Kristina also has kind words for Larry’s friends and “Dallas” co-stars, Linda Gray and Patrick Duffy. She recalls Gray giving him dietary advice after his cancer diagnosis and Duffy standing near her frail father during their public appearances, “always ready to offer a steady hand in case he needed it.” In another poignant memory, Kristina describes accompanying an aging Larry to Pike Place Market in Seattle, where no one recognized him. (In true Hagman style, though, he purchased a giant, stuffed red lizard from a vendor and walked around with it on his shoulder, helping him get the attention he craved.) The book’s most heartbreaking moments include Kristina’s struggle to come to terms with a sexual assault she suffered at the hands of a neighbor, Larry’s efforts to care for Maj after her Alzheimer’s disease diagnosis, and the final chapter, when the author finally solves the mystery of why her father had forgiveness on his mind at the end of his life.

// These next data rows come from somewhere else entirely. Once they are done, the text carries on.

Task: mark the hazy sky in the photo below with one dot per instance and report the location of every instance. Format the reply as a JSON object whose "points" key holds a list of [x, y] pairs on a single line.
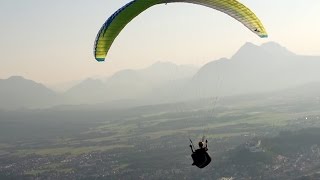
{"points": [[52, 41]]}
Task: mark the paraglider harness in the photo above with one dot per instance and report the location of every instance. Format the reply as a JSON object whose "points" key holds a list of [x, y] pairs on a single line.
{"points": [[200, 156]]}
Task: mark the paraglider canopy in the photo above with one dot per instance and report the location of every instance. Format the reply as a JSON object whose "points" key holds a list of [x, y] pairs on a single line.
{"points": [[115, 23]]}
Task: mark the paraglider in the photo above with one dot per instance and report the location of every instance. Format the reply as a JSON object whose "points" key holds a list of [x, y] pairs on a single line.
{"points": [[200, 156], [115, 23], [118, 20]]}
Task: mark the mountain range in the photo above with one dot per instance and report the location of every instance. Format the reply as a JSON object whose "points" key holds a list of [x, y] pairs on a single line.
{"points": [[252, 69]]}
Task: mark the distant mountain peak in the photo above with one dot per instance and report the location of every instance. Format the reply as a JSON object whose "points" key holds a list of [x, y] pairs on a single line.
{"points": [[247, 50], [275, 48]]}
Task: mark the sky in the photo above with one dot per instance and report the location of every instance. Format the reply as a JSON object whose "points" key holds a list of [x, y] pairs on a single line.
{"points": [[51, 42]]}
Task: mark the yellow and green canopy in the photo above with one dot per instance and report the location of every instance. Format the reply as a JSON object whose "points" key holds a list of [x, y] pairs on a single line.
{"points": [[115, 23]]}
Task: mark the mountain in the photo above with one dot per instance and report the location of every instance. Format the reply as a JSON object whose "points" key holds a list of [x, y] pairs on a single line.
{"points": [[252, 70], [255, 69], [128, 84], [17, 92]]}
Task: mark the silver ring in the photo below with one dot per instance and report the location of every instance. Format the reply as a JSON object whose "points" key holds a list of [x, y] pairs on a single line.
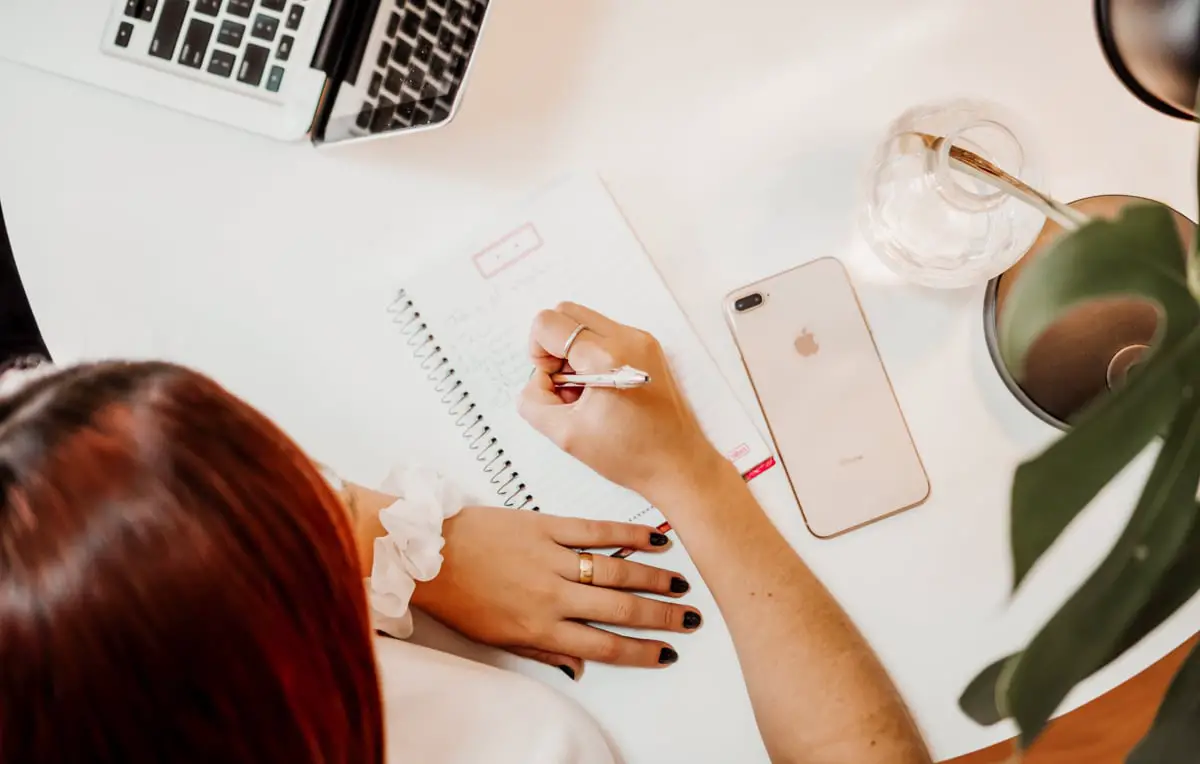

Mostly, though, “The Eternal Party” is about Larry and Kristina’s relationship. She clearly adores him, even if she doesn’t always understand his choices. Likewise, even though I have reservations about some of the disclosures, that doesn’t mean I don’t value the book. In an especially illuminating scene, Kristina recalls accompanying Larry to a public appearance on a military base, where he met a little boy whose father was away in combat. The child knew Larry as Major Nelson on “I Dream of Jeannie” and had come to think of him as a father figure. Kristina writes:
“The boy was so happy, and the way his sad face brightened had a huge effect on Dad. I think he may have had an epiphany that day about his ability to make a difference in people’s lives, and he helped me understand his responsibility to everyone who supported our family by watching him on television. From that day on, I understood that my father would never be mine alone; he belonged to his public.”
More than anything else in “The Eternal Party,” this story makes me appreciate the author, and her willingness to share her famous father with the rest of the world.